I wanted to know if any of that was actually true. So I tested it.
The experiment
I subscribed to the best AI available, set up the environment, and picked a project that was real — not a tutorial exercise. I was not going to build a to-do list or a currency converter. Those prove nothing. I wanted something with actual complexity: a trading portfolio management system with execution capabilities and analytics. A domain I know well, having built multiple systems in it. The choice was deliberate — I needed to be able to judge the output, not just run it and hope.
Route one: free range
I gave the AI a complete description of what I wanted. The features. The rules. The expected behavior. Exactly what a business owner communicates to a developer: here is what I want, here is what I expect to see, figure out how. Then I let it run. For hours. For days.
It finished — and honestly, that surprised me. Faster than I expected. The design came out well: animations, color choices, layout. The things most developers rush through or skip entirely. The AI treated them like they mattered.
Then I tried to run it.
Going back and forth to get it running took time. More time than it should have. The AI had made decisions I never asked for, skipped things I assumed were obvious, and confidently delivered features that did not behave as described.
Route two: with a leash
I went back to the start. This time I provided the architecture. The guidelines. We wrote tests before we wrote features. I reviewed code at every step and pushed back when something was off. The AI responded to the structure.
Two months later, everything worked. Not mostly everything — everything. Smooth, expected, correct. What I had specified was what I got.

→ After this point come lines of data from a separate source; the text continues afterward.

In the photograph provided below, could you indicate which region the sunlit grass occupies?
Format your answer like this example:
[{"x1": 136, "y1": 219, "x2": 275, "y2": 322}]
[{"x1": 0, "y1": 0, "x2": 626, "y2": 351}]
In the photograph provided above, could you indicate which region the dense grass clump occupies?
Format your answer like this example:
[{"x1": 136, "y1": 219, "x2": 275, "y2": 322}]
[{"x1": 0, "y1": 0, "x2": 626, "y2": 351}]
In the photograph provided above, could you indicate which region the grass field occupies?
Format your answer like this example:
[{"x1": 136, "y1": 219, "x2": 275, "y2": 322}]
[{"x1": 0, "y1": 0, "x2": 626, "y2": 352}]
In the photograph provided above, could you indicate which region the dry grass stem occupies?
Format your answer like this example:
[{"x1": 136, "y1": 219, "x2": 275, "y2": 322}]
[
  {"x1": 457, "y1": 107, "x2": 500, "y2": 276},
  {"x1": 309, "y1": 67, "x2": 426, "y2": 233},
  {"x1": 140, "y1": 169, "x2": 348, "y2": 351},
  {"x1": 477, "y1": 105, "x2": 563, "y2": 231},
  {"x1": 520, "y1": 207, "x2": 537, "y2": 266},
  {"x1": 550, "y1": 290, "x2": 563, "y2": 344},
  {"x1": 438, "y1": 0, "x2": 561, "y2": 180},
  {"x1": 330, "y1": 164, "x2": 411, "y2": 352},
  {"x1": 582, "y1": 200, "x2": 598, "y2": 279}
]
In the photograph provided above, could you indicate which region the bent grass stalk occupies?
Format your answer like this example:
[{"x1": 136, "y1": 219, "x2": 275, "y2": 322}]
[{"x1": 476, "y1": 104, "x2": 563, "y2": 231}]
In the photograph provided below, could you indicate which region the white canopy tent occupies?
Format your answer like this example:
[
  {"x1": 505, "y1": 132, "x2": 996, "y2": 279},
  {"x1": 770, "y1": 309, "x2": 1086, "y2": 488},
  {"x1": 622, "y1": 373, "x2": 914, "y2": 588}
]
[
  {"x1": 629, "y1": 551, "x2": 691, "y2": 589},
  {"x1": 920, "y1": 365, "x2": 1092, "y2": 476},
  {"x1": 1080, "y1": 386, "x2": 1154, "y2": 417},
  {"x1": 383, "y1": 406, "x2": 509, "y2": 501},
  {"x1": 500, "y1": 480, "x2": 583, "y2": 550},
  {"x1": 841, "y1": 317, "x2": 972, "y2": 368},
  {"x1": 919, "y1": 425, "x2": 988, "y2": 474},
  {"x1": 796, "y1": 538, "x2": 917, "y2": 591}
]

The AI did not get smarter between route one and route two. I got more specific about what I wanted and how I expected it to be built.
Then I read the code
This is the part that stayed with me.
When a project ends, I read the code. Old habit. I opened it up and started going through it.
It read like a junior had written it.
Repetition everywhere. Functions that did the same thing, written three different ways, scattered across files. No abstraction. Logic that could have been one clean utility was copy-pasted instead — five times, ten times, with slight variations each time. The code worked, but it carried the weight of someone who knows how to write lines without knowing how to organize them.
So I started enforcing design patterns. Pushed the AI to refactor. It followed the direction. The code cleaned up. By the end, it read like something I would have written myself.
Total time, both routes combined: fifteen weeks. The same time it would have taken me to do it alone.
What I actually learned
AI is not going to kill the software developer. Not because software is too complex — it isn't always. Not because AI will plateau — it won't. But because software development is a delegate field. It requires someone on the other end who can define what "done" actually means, catch the difference between something that looks finished and something that works, and push back when the output is technically running but structurally wrong.
The people carrying carton boxes who got replaced by machines did not lose their jobs because AI was particularly clever. They lost them because the job had a ceiling — learn it once, repeat it forever — and they chose to stay there. That is a quiet choice, made over years.
Software developers who treat AI as a tool — who learn to direct it, review it, and push back on it — become faster. The ones who don't evolve will find themselves outpaced. Not by the AI. By someone who learned to use it properly.
AI is a very fast junior developer. Impressive output, questionable judgment, entirely dependent on whoever is giving the direction. That person's job has not gone away. It has gotten more important.